Me revuelvo, sin saber qué hacer, inerme, como una bestia herida. Coj coj coj. Dioooooooos. Diooooooos. Es una maldición. Mis sentidos, aguzados hasta el límite por la desesperación, me hacen reparar en que se ha quedado un asiento libre junto a la ventana. Me encaramo a él. Alcanzo la ventana oscilobatiente, la abro, intento escapar por ahí. "¡Eh, eh, eh, eh! ¡Loca!" Una marabunta se alza a mi alrededor. Un rugido. Lo ignoro. Estoy tratando de no resbalarme hacia abajo, para pasar la pierna del otro lado y... ¡Jeróónimoooo!... ¡ah, maldición! Unas manos me enganchan por la cinturilla del pantalón y tiran de mí. Me descabalgan. Me agarran. Me plantan en el suelo. Me sujetan. Me debato. "¿Qué pretendía hacer usted? ¿Pero no se da cuenta...?". Por encima de sus recriminaciones, sigue resonando el Coj, coj, coj. Yo ya no oigo nada más. Está bien, está bien, les digo para que se callen. Me aliso las ropas. Recobro la compostura. Y los papeles que, sí, lo reconozco, he perdido un poco. Me he pasado.

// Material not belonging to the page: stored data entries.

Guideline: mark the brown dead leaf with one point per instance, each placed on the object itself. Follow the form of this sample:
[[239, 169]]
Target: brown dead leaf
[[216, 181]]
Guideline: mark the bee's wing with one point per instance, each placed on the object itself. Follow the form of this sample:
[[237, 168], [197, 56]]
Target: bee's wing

Regreso con mucho tiento a la parte trasera del autobús, donde, por fuerza, mi fuga de Alcatraz ha pasado más desapercibida. Ni siquiera sé si mi expectorante torturadora se ha percatado. Ella sigue a lo suyo. En sus toses egoístas y despiadadas. Regodeándose. Coj, coj, coj. Sufre. Coj. Sufre. Me mira con ojos cándidos, con un fingido desvalimiento. Le sonrío, con mi mejor sonrisa, con la sonrisa de antes de que todo esto empezara. Y le digo: "Te voy a dar un antitusivo". "Gracias...". Saco el pañuelo del bolsillo, rodeo su cuello limpiamente con él. Y aprieto. ¡Ahora sí que tienes motivos para toser, eh? ¡Tose, tose! ¡Así, con fuerza! ¡Eso es, que yo te oiga! No te cortes. ¿Cómo era? Coj, coj, coj, coj, coj, coj...

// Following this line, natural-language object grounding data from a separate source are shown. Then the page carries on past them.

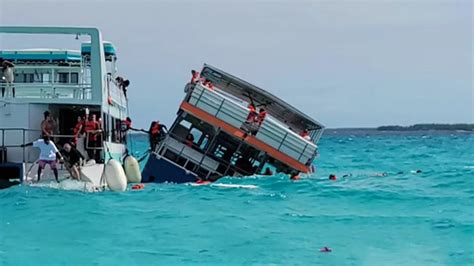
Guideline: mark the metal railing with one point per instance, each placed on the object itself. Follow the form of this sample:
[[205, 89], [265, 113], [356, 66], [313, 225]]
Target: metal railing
[[271, 132], [47, 91]]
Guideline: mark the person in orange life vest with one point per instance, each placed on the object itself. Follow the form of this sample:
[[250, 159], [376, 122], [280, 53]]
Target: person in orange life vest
[[189, 140], [305, 135], [261, 116], [195, 77]]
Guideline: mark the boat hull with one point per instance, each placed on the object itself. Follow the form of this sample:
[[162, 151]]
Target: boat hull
[[159, 170]]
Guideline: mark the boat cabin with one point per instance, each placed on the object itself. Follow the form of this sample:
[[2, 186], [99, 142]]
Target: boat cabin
[[212, 136]]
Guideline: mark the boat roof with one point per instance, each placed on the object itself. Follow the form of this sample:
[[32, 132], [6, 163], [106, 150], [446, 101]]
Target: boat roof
[[274, 105], [41, 55], [109, 48]]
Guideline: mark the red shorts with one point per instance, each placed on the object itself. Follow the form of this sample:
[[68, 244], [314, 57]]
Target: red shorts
[[43, 163]]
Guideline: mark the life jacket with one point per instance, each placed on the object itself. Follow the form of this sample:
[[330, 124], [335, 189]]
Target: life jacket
[[155, 130]]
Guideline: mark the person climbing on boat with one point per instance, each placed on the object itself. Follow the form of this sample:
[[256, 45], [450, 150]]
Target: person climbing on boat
[[92, 129], [7, 75], [208, 84], [73, 160], [78, 129], [157, 133], [305, 135], [252, 113], [262, 114], [195, 78], [47, 125], [49, 154], [189, 141]]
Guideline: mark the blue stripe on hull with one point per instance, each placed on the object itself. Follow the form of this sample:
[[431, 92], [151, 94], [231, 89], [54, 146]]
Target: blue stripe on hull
[[159, 170]]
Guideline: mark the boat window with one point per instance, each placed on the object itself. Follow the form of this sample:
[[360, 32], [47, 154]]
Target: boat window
[[63, 77], [185, 124], [74, 78]]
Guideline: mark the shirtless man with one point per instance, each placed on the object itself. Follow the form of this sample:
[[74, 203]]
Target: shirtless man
[[47, 125]]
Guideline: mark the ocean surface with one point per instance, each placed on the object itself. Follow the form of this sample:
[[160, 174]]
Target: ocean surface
[[366, 218]]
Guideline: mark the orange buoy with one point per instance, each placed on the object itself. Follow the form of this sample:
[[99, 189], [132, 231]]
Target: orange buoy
[[138, 187]]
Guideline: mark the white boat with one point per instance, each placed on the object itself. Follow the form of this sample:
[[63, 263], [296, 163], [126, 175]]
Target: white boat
[[67, 83]]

En fin, no voy a prolongar esta historia con más golpes de efecto. ¿Que cómo acabó? Pues el conductor frenó. Aunque no hubiese parada oficial. Los pasajeros descendieron en tropel. Detuvieron a una ambulancia que pasaba por allí. Alertaron a los facultativos, que irrumpieron en el autobús guiándose por los gritos que decían "¡Aquí hay una enferma!". Y se llevaron a la que tosía.